BRIS DE GLACE (Alain André)
De nombreux poncifs sont véhiculés depuis toujours par les pseudo-psychologues soi-disant spécialistes en vente, communication, entretiens d’embauche ou autres formations en relations publiques. Au mieux, je m’en amusais, au pire j’en haussais mes frêles articulations scapulo-humérales, tant la vacuité de ces absurdités me les « brisaient menu ».
Parmi ces joyeuses démonstrations, figure le fameux :
« Comment briser la glace(1) en démarrant votre intervention ! »
Suit une ribambelle de conseils antinomiques avec cette métaphore : Se présenter calmement, souriant, déterminé mais sans excès, etc.… ( Des conseils auxquels j’adhère volontiers, Mais quel rapport avec une quelconque glace qu’il nous faudrait briser ? ) Et d’abord de quelle glace s’agit-il ?
De l’atmosphère qui serait glacial à cause de leur extrême méfiance ? Balivernes ! 90% des gens qui vous reçoivent sont bienveillants et prêts à vous écouter, les 10% restants restent sans aucun intérêt.

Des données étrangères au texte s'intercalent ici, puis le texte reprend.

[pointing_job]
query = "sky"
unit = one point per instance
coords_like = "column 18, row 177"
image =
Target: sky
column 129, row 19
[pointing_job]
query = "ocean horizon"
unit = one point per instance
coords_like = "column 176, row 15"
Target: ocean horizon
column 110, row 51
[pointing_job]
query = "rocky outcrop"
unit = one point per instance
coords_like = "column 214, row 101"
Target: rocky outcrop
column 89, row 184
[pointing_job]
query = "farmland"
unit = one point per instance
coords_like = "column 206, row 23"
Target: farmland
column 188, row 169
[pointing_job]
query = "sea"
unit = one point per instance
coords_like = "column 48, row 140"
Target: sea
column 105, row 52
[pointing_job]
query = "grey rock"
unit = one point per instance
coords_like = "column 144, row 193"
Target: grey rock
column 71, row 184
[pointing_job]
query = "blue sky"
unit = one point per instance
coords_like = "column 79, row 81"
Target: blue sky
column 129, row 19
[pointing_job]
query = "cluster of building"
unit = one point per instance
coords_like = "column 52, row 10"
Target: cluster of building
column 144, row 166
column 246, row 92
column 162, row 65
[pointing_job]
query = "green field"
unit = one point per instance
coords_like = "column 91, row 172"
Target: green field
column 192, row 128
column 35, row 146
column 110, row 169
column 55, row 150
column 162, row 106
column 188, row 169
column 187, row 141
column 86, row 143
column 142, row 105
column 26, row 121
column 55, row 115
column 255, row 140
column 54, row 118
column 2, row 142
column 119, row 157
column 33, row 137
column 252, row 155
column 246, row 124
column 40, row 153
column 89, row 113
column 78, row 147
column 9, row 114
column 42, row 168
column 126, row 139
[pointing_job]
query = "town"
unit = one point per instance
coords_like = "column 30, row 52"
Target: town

« Briser » suppose une action relativement violente, quoique virtuelle, des outils ( un marteau, un pic à glace ) pas vraiment l’image de sérénité que vous êtes censé instaurer !
Comme le disait Al Capone : « Si tu veux obtenir quelque chose de quelqu’un, il faut lui demander poliment, mais si tu es poli et armé, c’est beaucoup plus efficace »
Et nos « psychopapéticiens » de nous prodiguer d’autres bons vieux lieux communs : Par exemple : « Vous n’aurez jamais une seconde chance de faire une première bonne impression » Ben oui, c’est évident ! Une première fois, par définition ne pourra pas se faire une seconde fois ! Mais rien n’interdit de faire une bonne seconde, voire une troisième bonne impression à quelqu’un, même si la première n’était pas bonne ! Mieux vaut tard que jamais !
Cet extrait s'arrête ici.